Trying to figure out a specific Italian flat bread that I had at an Italian restaurant (La Dolce Vita) in Beijing. It came with the standard assorted bread appetizer basket.
I am guessing it uses pizza dough, is maybe 1/2 inch thick when baked, almost seperated like a think pita bread, and probably baked in the pizza oven. crispy/crunchy on the outside and a nice soft texture on the inside. It’s really good. I should have asked the owner about it but was in a rush and didn’t.
I made an experiment this afternoon with 2 different thicknesses. I overbaked them as well. Good but nothing close to what I had in the restaurant.
This sound familiar? Anyone know what it’s called? A recipe? Tips and tricks for baking it?
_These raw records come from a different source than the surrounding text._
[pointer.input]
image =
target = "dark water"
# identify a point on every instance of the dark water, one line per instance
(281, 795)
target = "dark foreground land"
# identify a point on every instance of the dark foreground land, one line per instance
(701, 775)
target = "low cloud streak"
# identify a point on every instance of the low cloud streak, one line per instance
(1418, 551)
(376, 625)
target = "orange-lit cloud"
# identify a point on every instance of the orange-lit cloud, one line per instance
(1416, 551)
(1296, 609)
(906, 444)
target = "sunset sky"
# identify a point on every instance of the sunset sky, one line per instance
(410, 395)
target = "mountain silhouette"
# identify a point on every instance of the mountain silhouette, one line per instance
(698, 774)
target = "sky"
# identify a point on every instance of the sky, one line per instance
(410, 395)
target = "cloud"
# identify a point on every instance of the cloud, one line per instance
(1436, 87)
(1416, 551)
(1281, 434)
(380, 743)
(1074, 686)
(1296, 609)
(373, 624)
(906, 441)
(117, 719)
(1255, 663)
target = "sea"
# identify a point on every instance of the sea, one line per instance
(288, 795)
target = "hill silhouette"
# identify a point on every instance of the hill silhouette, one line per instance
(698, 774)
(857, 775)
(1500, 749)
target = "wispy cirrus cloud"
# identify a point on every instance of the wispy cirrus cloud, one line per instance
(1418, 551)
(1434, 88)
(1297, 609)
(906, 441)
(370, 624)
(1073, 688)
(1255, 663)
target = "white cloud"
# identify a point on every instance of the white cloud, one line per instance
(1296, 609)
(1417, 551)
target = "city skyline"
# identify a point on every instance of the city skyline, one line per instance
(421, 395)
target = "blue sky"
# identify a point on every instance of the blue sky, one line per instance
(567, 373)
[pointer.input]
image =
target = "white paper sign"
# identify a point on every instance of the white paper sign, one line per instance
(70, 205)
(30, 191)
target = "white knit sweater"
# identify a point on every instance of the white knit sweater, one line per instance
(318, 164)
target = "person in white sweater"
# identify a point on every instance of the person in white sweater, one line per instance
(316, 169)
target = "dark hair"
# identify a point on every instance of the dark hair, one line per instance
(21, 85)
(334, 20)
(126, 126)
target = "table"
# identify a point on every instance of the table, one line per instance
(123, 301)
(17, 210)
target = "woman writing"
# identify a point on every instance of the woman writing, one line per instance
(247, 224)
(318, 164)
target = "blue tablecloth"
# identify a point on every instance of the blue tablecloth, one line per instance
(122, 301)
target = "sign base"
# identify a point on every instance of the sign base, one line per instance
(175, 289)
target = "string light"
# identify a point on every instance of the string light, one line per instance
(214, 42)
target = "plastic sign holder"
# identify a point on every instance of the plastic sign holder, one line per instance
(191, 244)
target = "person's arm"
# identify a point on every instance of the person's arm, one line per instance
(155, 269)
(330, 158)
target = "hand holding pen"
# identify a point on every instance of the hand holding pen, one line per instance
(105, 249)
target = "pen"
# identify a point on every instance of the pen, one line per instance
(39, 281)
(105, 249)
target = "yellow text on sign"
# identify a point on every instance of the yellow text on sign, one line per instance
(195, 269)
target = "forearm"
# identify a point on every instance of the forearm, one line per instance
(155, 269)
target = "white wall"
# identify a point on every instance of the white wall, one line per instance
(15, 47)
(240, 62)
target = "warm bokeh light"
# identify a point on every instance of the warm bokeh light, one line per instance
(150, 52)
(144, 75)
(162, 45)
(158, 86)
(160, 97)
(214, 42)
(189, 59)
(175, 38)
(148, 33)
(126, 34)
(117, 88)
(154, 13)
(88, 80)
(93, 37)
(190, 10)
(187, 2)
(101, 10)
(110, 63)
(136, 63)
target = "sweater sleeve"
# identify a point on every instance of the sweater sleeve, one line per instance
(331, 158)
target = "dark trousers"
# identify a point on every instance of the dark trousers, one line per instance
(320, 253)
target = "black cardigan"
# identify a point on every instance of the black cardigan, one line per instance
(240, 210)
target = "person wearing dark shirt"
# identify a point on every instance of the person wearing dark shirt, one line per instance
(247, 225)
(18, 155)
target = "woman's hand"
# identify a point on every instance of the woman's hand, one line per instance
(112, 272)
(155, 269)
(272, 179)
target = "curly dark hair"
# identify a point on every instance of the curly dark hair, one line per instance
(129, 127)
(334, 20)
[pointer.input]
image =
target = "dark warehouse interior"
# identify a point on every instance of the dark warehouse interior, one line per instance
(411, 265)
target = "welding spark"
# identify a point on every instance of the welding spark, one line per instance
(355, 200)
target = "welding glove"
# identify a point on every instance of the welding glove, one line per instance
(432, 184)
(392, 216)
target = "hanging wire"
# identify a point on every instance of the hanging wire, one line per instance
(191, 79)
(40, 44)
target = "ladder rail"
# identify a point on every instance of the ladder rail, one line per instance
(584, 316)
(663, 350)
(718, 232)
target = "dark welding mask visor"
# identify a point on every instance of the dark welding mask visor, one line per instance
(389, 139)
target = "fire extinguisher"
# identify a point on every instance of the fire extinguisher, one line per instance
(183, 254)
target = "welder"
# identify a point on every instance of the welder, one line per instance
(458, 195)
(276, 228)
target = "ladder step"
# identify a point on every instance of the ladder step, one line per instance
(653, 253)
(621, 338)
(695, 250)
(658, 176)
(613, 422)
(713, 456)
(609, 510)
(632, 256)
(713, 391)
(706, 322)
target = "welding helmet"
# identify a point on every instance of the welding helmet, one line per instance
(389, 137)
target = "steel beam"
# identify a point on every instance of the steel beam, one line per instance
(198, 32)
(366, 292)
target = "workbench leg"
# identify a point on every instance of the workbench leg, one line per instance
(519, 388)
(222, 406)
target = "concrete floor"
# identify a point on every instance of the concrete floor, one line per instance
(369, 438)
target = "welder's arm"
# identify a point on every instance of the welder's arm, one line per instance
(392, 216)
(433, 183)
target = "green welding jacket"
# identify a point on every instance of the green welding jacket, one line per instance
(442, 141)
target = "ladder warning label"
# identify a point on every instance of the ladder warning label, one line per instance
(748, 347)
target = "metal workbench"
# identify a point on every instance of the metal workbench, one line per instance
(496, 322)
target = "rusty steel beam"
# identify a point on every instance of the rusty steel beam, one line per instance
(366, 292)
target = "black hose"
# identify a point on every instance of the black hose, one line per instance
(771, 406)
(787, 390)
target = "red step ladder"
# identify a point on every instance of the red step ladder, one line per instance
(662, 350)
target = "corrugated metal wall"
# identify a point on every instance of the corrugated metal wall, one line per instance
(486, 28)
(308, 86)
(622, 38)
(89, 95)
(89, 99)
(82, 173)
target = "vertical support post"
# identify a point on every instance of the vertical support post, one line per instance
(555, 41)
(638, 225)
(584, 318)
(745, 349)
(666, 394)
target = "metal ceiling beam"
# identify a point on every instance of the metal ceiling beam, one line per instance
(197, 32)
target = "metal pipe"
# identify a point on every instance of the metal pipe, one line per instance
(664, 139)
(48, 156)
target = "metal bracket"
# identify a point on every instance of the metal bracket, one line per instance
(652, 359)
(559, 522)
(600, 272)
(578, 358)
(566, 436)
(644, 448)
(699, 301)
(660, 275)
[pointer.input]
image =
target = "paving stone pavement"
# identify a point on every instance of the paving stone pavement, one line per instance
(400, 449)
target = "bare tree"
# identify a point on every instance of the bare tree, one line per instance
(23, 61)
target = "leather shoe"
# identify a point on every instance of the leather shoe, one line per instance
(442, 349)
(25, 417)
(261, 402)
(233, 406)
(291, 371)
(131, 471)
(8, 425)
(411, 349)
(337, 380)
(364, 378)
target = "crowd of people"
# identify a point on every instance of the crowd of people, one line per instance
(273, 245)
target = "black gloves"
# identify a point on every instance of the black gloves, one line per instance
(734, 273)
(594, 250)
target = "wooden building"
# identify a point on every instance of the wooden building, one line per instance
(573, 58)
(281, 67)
Focaccia? IME, it’s not ‘almost separated like pita bread,’ but it’s made from pizza dough, is the right thickness, and can have the texture you describe.
Growing up in NJ in the 1970s, we had Italian neighbors who made something they called “fagassa.” I’m guessing at the spelling. It wasn’t quite what we consider focaccia today, but similar. It was thinner, and very crisp, a bit greasy, and salty. It was divine, and I’ve never had it anywhere else but their house. Not sure if it was unique to them or not.
Fougasse? I just got “Artisan Bread in Five Minutes A Day” and there’s at least one recipe for that. Fougasse (bread) - Wikipedia. At least one variant in there involves stretching the dough into something very thin, and brushing it with olive oil before baking.
That certainly could have been what they were saying (I was a kid and not interested enough to ask…) but it doesn’t look like the picture in that article. It was more like a thick flatbread, than a thin bread (if that makes sense.)